Tonight, at 11:59 pm, it’s “Crossover Day” at the Statehouse. This is the day when legislation has to cross from the House to the Senate, or the Senate to the House, and still be considered under the normal rules. After crossover, it requires a two-thirds vote to be considered. Essentially, hundreds of bills will die unless they’re non-controversial (memorial resolutions) or extremely important (the tax conformity bill we mention below).
This is one month before “Sine Die” which is Latin for “without days” … the final day of the legislative session May 10th is the last day of session… except when it’s not. The General Assembly usually passes a “sine die resolution” that allows the General Assembly to stand in recess all summer pending the call of the Speaker of the House and the President Pro Tempore of the Senate. The General Assembly routinely comes in a few weeks after sine die to take up gubernatorial vetoes, conference committee reports, and other business. There’s already a sine die adjournment bill for 2018.
We’ve written in weekly updates and op-eds about the Manufacturer Liability Protection Act and the Automatic Stay legislation – which were our two notable pro-business victories this year
- What made crossover?
GHS Agreement: S. 1116, a bill that ratifies the restructuring of the Greenville Health System, was passed as local legislation out of the Senate a couple weeks ago and is now in the House. The Chamber supported the compromise bill and is now in the House for consideration.
High-Impact Tax Incentives: S. 404 expands job development credits, a valuable recruitment incentive the state uses to attract industry. The bill essentially opens the credit up companies that may lease space for white-collar jobs, rather than reserving them largely for manufacturing. This legislation passed the Senate, but has been stuck in the House Ways & Means Committee.
Affordable Housing: H. 3867 is a bill that incentivizes developers to partner with non-profits to build affordable housing – a desperate need in Greenville. There's an effort by opponents of this bill to strip the housing tax credits from the bill; we've been working against those efforts. This bill passed the House last year and is stuck on third reading in the Senate. Several unrelated amendments were approved a few weeks ago that may weigh down the bill and negatively impact its passage.

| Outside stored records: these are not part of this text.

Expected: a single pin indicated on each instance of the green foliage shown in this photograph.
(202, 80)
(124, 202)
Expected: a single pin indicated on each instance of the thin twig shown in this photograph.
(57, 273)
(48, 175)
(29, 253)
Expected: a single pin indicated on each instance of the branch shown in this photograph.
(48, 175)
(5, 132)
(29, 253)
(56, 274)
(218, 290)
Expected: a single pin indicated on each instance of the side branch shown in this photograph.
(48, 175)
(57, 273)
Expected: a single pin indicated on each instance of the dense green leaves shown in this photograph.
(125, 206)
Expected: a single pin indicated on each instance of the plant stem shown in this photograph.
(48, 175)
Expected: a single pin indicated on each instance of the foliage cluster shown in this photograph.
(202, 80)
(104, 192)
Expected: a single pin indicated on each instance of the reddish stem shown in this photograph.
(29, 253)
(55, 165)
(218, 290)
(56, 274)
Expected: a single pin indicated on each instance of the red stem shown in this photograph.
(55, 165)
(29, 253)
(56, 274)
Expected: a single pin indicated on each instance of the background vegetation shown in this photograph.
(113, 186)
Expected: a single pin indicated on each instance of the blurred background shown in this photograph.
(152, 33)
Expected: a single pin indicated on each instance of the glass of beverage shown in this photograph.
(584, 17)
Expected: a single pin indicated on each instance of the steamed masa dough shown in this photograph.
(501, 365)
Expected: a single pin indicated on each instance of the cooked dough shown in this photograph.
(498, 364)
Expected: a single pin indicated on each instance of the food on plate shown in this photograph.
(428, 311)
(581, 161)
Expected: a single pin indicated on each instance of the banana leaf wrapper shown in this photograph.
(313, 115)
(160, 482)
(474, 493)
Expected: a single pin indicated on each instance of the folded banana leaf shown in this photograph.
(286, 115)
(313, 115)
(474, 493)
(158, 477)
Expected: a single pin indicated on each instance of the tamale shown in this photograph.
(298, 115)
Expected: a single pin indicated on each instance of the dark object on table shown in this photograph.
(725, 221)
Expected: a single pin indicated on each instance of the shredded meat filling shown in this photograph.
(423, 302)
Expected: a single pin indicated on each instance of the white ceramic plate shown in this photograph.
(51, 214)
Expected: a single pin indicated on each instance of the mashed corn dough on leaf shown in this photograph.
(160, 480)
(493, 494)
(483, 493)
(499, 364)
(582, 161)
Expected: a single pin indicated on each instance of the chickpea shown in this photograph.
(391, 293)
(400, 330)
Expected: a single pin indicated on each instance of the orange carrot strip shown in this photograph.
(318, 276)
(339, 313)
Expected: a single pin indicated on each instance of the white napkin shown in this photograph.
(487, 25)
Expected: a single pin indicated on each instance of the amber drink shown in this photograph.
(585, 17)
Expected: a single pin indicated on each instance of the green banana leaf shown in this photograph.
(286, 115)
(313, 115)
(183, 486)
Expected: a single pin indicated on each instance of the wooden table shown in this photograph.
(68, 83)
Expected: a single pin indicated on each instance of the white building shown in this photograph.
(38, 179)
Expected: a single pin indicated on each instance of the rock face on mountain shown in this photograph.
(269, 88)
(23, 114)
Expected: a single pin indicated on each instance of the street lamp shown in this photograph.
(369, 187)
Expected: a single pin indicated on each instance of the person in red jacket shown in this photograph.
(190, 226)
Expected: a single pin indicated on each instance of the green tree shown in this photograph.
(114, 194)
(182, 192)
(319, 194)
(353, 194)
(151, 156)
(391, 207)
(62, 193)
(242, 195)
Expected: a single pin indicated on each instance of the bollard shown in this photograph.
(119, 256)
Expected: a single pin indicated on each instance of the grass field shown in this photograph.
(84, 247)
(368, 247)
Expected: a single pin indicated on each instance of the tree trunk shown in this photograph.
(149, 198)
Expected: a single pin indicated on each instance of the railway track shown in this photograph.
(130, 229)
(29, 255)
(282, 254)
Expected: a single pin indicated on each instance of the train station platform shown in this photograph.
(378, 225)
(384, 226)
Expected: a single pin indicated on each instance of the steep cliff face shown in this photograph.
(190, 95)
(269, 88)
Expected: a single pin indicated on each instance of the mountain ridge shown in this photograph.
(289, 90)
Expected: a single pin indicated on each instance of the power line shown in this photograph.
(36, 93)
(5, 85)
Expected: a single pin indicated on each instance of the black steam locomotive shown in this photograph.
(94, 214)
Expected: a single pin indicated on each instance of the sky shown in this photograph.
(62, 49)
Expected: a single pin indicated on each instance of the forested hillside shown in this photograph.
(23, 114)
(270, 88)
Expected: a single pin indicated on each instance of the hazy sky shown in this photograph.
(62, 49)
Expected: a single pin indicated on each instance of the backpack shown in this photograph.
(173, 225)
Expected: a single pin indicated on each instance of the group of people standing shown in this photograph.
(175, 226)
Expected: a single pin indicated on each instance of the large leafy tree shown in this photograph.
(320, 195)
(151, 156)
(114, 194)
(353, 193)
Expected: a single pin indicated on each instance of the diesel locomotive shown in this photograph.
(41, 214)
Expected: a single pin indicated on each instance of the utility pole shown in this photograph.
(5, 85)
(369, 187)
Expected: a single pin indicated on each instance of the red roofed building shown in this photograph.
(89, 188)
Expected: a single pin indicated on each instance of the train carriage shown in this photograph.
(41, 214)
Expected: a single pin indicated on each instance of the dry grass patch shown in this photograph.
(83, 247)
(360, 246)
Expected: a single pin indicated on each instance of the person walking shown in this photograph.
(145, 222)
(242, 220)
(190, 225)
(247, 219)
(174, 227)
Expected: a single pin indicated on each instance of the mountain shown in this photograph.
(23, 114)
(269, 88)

Expungement: Our expungement legislation passed the House 103-0 last year, and has been stuck in the Senate on the contested calendar. Over the summer and fall before the 2018 session, opponents of the bill had time to rally. Opponents want to water down the bill by only expunging misdemeanors. That will still help people, but won’t solve the workforce issues of whether a mistake means you have to check the “have you been convicted of a felony” box for the rest of your life. If it gets watered down, it will fall far short of helping expand our workforce and reduce recidivism.
- What won’t make crossover tonight?
DACA: The March 5th DACA deadline became somewhat arbitrary for Congress, and legislation at the state level to allow DACA recipients to obtain occupational licenses also failed to gain momentum this session.
Angel Investor Credit Extension: This bill would reauthorize Angel investor tax credits, a credit used to incentive venture capitalists to invest in South Carolina startups. Since the credit sunsets in December of 2019, it has to be reauthorized. A number of personal and political hurdles doomed this bill in 2018. Unfortunately, this bill didn’t make the crossover deadline, and we'll be re-filing it for the 2019 session.
Tax Conformity: South Carolina must pass legislation to conform to the new federal tax laws in order to keep South Carolinians from paying an additional $200 million in taxes next year. The tax conformity bill did not make crossover, however, conformity bills have generally been easy to move through the legislature. Most observers think this will pass this year.